When we were 6, as many as 17 years passed between Christmases. Everything took FOREVER!

In hopes of speeding up Santa, we wired sticks together into the shape of a tree, used our Elmer’s School Glue to paste Easter grass and construction paper bulbs to the branches and set up our trees in the corners of our rooms. But the Jolly Old Elf was off on his 17-year vacation and never left any presents beneath our glued stick trees.

That’s how the world was back then before Prime, FedEx, UPS and even DoorDash took to the streets, often slamming orders onto the front porch before the shopper has time to log off his app. Now we whine if a meal requires a whole 2 1/2 minutes to microwave. “Why does this take soooo loooong?” we text to our pal a dozen states away, who receives the message the moment we hit “send.”

(Who am I kidding? In today’s hurry-up world, the message would be “y s l?” or whatever abbreviations texters use rather than endure the eternity it takes to spell out full words like “you” and “are.”)

Back in the days when we watched moss grow on our knees, I remember collecting cereal box tops to mail in for the cool toys like detective kits with secret decoder rings, baking-soda powered submarines and rocket launchers. We jammed the requisite number of box tops into an envelope, addressed it to some place called Battle Creek, Mich., and sent it away by Pony Express.

“Allow six to eight weeks for delivery.”

We spent the next six to eight weeks — or possibly three years — running to the mailbox as soon as we stepped off the afternoon school bus.
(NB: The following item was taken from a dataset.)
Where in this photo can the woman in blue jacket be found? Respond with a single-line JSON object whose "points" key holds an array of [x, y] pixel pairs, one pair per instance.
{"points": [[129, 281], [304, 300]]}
I suspect grownups hatched this plot so that they didn’t have to trudge to the mailbox themselves for six to eight weeks — or possibly three years.

Allowing six to eight weeks for delivery taught us patience and hope (or exasperation), and encouraged us to eat three to four bowls of Super Frosted Sugar Clumps with Marshmallows every morning so we could collect as many box tops as possible.

Or we’d clip the back-of-the-comic-book ads for X-ray glasses or hand-buzzers, tape coins to the order form, and mail it — and we were back to checking the mailbox daily while allowing six to eight weeks for delivery.

I built a tricky and delicate model of the lunar module, which I received by taping a dime to a coupon for a science magazine for kids. Every month, a new magazine came with some envelope that I passed off to Mom. She banned me from taping any more dimes to coupons after that.

Allowing six to eight weeks for delivery seemed insufferable to little boys. But Mom had to wait nine months for delivery of my baby brother.

“How many years have I been expecting?” Mom groused one day. “Is this kid gonna get here before next Christmas?”

Mom should have ordered him from one of the ads in the back of the comic books. Six to eight weeks is faster than Christmas, but only slightly.

I wonder how many box tops she had to send in for him.